Market trends come crashing like a flood, but those who truly survive rely never on luck, but on strategy and mindset.
On the 5th, I was very bored. I was watching the market and noticed PIPPIN consolidating around 0.162 dollars, so I casually placed a long order to try my luck. Honestly, I had no high expectations at the time; I know the temperament of small coins well—either they stay still or they take off immediately.
And this time, it really took off. The price shot up all the way, leaving no time for reaction. When it reached 0.293, I sold directly, pocketing $50,000. That moment felt like finding money—so exhilarating, I was completely energized.
The next day, seeing the crazy gains earlier, I knew a correction was coming.
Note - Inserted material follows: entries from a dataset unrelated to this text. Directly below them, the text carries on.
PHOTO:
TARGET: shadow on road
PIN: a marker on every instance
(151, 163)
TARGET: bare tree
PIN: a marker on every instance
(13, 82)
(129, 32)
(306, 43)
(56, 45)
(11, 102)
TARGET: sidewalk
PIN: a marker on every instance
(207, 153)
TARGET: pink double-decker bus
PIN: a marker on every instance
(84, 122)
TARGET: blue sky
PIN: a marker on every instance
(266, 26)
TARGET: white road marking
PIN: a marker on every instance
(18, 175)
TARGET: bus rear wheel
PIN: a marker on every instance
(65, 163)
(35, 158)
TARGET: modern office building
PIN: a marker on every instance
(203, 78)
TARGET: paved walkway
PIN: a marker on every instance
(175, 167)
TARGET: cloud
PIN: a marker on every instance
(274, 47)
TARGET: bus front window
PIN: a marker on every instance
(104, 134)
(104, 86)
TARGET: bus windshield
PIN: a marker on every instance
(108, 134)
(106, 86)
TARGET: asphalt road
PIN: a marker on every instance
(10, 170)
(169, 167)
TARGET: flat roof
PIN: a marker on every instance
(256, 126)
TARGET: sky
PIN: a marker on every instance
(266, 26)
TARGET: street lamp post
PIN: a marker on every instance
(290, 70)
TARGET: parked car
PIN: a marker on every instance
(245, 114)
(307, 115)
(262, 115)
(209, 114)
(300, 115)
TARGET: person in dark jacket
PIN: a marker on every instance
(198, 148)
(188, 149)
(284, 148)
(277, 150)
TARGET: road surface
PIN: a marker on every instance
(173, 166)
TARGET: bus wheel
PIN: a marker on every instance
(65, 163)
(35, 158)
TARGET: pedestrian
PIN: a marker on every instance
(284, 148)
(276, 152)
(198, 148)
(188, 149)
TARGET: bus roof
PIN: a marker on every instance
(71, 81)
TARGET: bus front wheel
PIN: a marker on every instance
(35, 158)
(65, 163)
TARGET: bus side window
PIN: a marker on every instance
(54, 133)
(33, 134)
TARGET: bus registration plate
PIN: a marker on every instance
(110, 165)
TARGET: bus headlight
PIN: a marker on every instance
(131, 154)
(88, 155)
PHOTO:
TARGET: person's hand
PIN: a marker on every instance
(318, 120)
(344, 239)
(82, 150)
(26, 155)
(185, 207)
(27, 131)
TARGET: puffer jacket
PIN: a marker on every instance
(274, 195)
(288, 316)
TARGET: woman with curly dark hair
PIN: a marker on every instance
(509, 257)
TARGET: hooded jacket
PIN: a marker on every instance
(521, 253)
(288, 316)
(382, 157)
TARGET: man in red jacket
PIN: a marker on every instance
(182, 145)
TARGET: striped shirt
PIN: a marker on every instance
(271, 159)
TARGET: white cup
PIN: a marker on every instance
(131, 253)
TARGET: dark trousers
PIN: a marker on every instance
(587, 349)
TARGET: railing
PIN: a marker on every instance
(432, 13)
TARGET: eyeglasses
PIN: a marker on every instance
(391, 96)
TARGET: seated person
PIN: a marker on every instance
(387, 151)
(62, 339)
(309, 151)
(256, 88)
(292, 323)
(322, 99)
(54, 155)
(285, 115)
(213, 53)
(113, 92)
So I reversed and shorted at 0.287. Sure enough, the market followed my expectations; once the downtrend started, it didn’t stop. When it dropped to 0.144, I closed my position. This trade earned another $260,000, and my account size skyrocketed.
Next, PIPPIN kept bouncing between 0.141 and 0.145. I saw this as a bottoming rhythm and quickly turned bullish again. Sure enough, a big bullish candle in the early morning pushed it up to 0.3966, instantly adding over $150,000 to my account.
These three trades seem smooth sailing, but behind them are a few ironclad rules I’ve summarized:
**Small Capital Testing as the First Line of Defense** I never go all-in at once. I always start with small positions at key levels to test the waters. Like mine sweeping, I gently poke, and if something feels off, I immediately withdraw. The loss is minimal this way.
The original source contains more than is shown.